On Wednesday, you received the sign of the cross on your forehead in ashes, reminding you that you came from the dust and to the dust you will return. It’s a pretty sobering thought. I always think of Old Testament sackcloth and ashes kind of stuff. The penitent person, shouting to the world he’s wrong and he’s sorry by smearing dirt on his head and wearing an itchy shirt. I hope you’re not just now figuring out that I’m no biblical scholar.
Well, I must admit that I did not go to Ash Wednesday Mass for the first time in years. I always went as a child, missed a few years when I thought I was too smart for God (another story for another day) and have relished in every Lenten fast and liturgy since finding my way back to the church. So, when exactly five of my five children were vomiting all over every surface in my house, I did something uncharacteristic and I sacrificed my place in church so that my husband could go.
Now is where I really confess. I found it extremely difficult to skip Ash Wednesday mass. (Yes, I know it is not a holy day of obligation.) Mass would have meant a break from the sickness and I’ll take the holy smells of the Sacrifice of the Mass over the funky breath of my kids any day and especially on days they have emptied the contents of their stomachs all over the couch. More than needing a break, my pride was making it very difficult to make the decision. It went something like this (in my head of course), “I am a good catholic. There are people who think I’m a faithful person. Since I’m overweight, dress poorly and have greasy hair, it is important that I keep that good reputation intact. It’s all I have left!”
And that is how I realized that I’d been wearing those ashes for many years like a badge of honor.

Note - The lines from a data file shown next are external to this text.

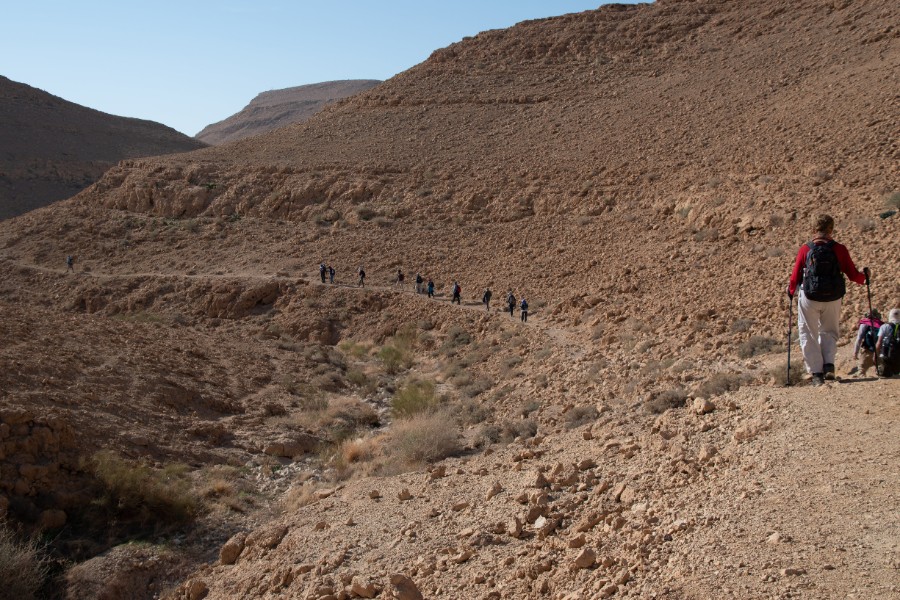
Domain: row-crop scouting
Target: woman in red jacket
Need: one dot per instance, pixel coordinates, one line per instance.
(821, 265)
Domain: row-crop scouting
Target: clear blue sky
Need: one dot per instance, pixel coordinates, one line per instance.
(189, 63)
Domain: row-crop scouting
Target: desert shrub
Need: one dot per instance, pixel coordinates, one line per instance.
(663, 401)
(486, 435)
(357, 377)
(756, 345)
(346, 415)
(512, 361)
(719, 383)
(354, 349)
(394, 359)
(476, 387)
(358, 450)
(580, 415)
(134, 490)
(469, 412)
(741, 325)
(424, 438)
(528, 407)
(416, 396)
(457, 337)
(23, 567)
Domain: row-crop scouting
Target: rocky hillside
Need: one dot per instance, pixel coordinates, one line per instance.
(277, 108)
(52, 149)
(643, 175)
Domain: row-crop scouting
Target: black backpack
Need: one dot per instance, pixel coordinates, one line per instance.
(869, 338)
(890, 347)
(822, 278)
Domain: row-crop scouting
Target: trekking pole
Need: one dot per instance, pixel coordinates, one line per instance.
(871, 316)
(790, 332)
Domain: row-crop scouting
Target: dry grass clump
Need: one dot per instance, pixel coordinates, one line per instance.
(133, 490)
(756, 345)
(778, 372)
(416, 396)
(23, 567)
(424, 438)
(662, 401)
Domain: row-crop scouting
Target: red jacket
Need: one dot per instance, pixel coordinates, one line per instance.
(843, 255)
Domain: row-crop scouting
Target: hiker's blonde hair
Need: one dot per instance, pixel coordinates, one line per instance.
(823, 224)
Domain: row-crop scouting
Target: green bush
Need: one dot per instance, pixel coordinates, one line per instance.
(23, 568)
(133, 490)
(415, 397)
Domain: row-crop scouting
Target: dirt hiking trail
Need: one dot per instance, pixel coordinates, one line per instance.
(813, 512)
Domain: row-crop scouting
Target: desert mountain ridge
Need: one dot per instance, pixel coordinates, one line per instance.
(277, 108)
(51, 149)
(642, 175)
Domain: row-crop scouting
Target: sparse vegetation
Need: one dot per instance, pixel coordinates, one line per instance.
(133, 490)
(23, 567)
(662, 401)
(424, 438)
(416, 396)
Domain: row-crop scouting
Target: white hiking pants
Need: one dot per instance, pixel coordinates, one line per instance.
(819, 324)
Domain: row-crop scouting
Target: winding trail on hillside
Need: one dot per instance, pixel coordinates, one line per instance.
(816, 513)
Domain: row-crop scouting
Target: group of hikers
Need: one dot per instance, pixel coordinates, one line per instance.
(818, 275)
(326, 274)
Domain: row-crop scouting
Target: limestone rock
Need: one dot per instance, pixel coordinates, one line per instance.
(363, 587)
(495, 489)
(405, 588)
(232, 549)
(197, 590)
(586, 559)
(703, 406)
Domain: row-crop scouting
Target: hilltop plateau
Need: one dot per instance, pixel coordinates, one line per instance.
(51, 149)
(278, 108)
(643, 175)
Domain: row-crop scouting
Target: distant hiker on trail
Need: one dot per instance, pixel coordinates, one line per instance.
(486, 299)
(820, 266)
(510, 302)
(888, 346)
(864, 348)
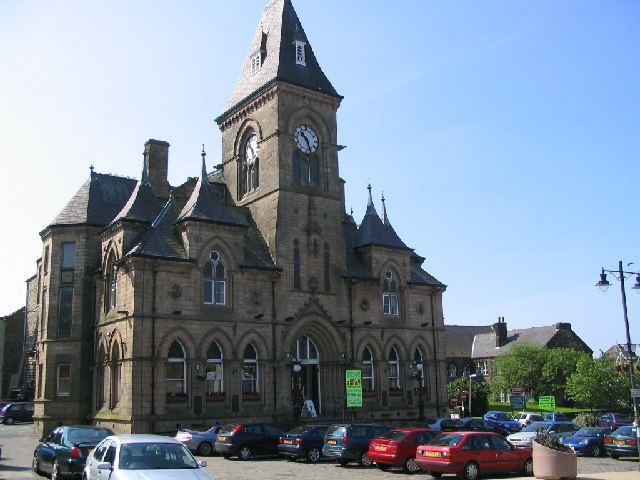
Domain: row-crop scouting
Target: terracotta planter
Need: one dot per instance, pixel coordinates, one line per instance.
(550, 464)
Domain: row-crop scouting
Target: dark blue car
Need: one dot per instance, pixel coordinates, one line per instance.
(304, 441)
(588, 441)
(502, 420)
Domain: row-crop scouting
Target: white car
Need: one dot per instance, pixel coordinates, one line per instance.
(148, 457)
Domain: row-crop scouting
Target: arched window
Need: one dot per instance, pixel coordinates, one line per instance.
(110, 283)
(394, 370)
(214, 280)
(215, 369)
(418, 358)
(390, 294)
(249, 167)
(296, 264)
(327, 268)
(176, 369)
(368, 374)
(116, 370)
(250, 378)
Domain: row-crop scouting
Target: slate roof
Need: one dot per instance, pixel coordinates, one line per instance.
(278, 28)
(97, 201)
(459, 339)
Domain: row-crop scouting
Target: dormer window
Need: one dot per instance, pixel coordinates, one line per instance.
(256, 63)
(300, 54)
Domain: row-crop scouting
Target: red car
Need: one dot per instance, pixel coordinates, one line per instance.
(470, 454)
(397, 447)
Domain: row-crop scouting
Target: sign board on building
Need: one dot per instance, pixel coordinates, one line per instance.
(353, 379)
(518, 402)
(547, 402)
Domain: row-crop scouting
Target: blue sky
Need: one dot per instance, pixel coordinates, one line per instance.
(504, 134)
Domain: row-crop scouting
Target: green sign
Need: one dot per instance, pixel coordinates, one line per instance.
(353, 380)
(547, 402)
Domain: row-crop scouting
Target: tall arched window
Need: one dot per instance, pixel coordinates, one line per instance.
(296, 264)
(250, 374)
(394, 370)
(368, 374)
(176, 369)
(214, 280)
(327, 268)
(116, 370)
(390, 294)
(215, 369)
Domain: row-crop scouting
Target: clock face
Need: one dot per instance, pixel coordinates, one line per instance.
(251, 148)
(306, 138)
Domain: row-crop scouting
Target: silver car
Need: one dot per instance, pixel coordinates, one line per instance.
(200, 442)
(149, 457)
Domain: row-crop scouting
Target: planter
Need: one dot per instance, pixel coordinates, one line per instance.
(550, 464)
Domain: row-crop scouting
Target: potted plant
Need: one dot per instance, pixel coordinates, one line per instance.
(551, 459)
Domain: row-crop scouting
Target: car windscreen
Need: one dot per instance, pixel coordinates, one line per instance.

Rather than the sackcloth and ashes that they mimic from the Old Testament, I was walking up the aisle ready to get my medal. Recognizing that disgusting pride, I offered to stay home and care for the sick kids. I deserved it.
It was with a spirit of recognition of my sins that I entered into Lent and it was with that same spirit that I was truly able to hear God speaking in His Holy Word on the first Sunday of the Lenten season.
The Lord God formed man out of the clay of the ground and blew into his nostrils the breath of life, and so man became a living being.
God created us out of dirt. Out of nothing He made man and woman and without God in my life, I am nothing. Without God, life is meaningless. The only way for me to truly live is to ask Him to send his Spirit to breathe life into me. To ask Him daily to walk with me.